Dreams, Friends, Sexual Ponderings, Cheese in an Orgy.

 Sunday, May 6th 2012

So I dreamt that I was with this guy, a cad, a boy snake hipped and free of empathy. The boy is real, a friend of a friend, but the girl was not me.
I walked with my arms encircling his slim waist down a long metal road. I smiled up to drink in his approval, but my true self watched from afar and said “oh that poor girl, I’m glad she’s not me”. I was the character and the watcher. The heroine destined for heartbreak and the sympathetic reader.


Pics: peanut butter, jam and bannana on toast with a good cup of tea (one of the teacups Griz got me!).

She was thinking
 “He chose me. I don’t know how long it will last but right now he’s with me.”
I dreamt so many things, all of them competing to be remembered as I woke, but only this little walk of a dream remained. I was relieved to be me again, free of this naïve identity.
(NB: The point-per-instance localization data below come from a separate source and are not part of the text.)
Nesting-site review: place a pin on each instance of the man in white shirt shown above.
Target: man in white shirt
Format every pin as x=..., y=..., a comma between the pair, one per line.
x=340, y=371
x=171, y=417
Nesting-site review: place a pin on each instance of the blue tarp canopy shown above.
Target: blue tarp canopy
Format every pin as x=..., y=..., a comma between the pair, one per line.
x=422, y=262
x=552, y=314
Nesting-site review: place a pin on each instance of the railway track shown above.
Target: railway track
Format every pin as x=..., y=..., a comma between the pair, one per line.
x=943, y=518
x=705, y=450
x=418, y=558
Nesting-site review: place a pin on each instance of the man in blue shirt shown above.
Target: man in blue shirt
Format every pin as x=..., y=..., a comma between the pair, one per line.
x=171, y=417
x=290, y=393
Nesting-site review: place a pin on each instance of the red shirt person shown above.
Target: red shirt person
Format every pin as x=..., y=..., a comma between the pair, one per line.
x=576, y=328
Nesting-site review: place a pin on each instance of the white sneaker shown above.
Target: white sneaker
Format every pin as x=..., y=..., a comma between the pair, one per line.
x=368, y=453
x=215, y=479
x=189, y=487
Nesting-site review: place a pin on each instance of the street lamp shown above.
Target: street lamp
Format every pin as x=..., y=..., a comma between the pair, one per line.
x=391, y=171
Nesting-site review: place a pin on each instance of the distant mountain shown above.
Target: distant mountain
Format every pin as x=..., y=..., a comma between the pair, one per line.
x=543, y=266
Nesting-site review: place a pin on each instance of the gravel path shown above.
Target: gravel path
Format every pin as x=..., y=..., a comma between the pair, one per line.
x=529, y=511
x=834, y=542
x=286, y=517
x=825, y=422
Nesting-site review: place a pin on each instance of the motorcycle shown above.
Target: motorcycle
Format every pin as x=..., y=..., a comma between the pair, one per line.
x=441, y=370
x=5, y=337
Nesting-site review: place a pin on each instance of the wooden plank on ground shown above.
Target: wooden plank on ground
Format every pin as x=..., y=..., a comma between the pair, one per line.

Lately I’ve been thinking a lot about sex, friendship, men and having a fantasy about rostering on four or five men as lovers so that I wouldn’t get attached to any of them. It’s a fun fantasy, but that’s what it will remain. It’s like imagining an orgy to be really exciting, but in reality I don’t think I’d want to suck some  semi-stranger’s manky knob, not knowing where it’s been or if I even like that person. I realise liking someone might not matter for a lot of people, I’ve even heard of ‘hate sex’ which sounds yucky. Americans told me all about hate sex. Grrr, I hate you, so I’m going to fuck you and somehow humiliate you. Well, if humiliation is the game then fine, but if it’s a one-sided plan to hurt someone then … that’s just sad.

A friend related a story told to her by another friend I shall call The Wild Girl. Wild Girl commented that she was at an orgy and ‘just not into it’ so she went and got some cheese and broke off pieces of it and placed it thoughtfully on different parts of naked, sweating, orgiastic bodies, amused to see it melting.
I like imagining her facial expression, a kind of art installation concentration: ‘now, shall I place a little bit of brie on this person’s lower back, right down by his arse crack?’ Or how about ‘mm, this blue vein will go nicely on these bulging ball sacs’. I guess she didn’t actually have a selection of cheeses, I might be stretching things a bit there. But still. Imagine it. “And now, a Port Salut sneakily smeared on the underside of this woman’s enormous heaving breasts”.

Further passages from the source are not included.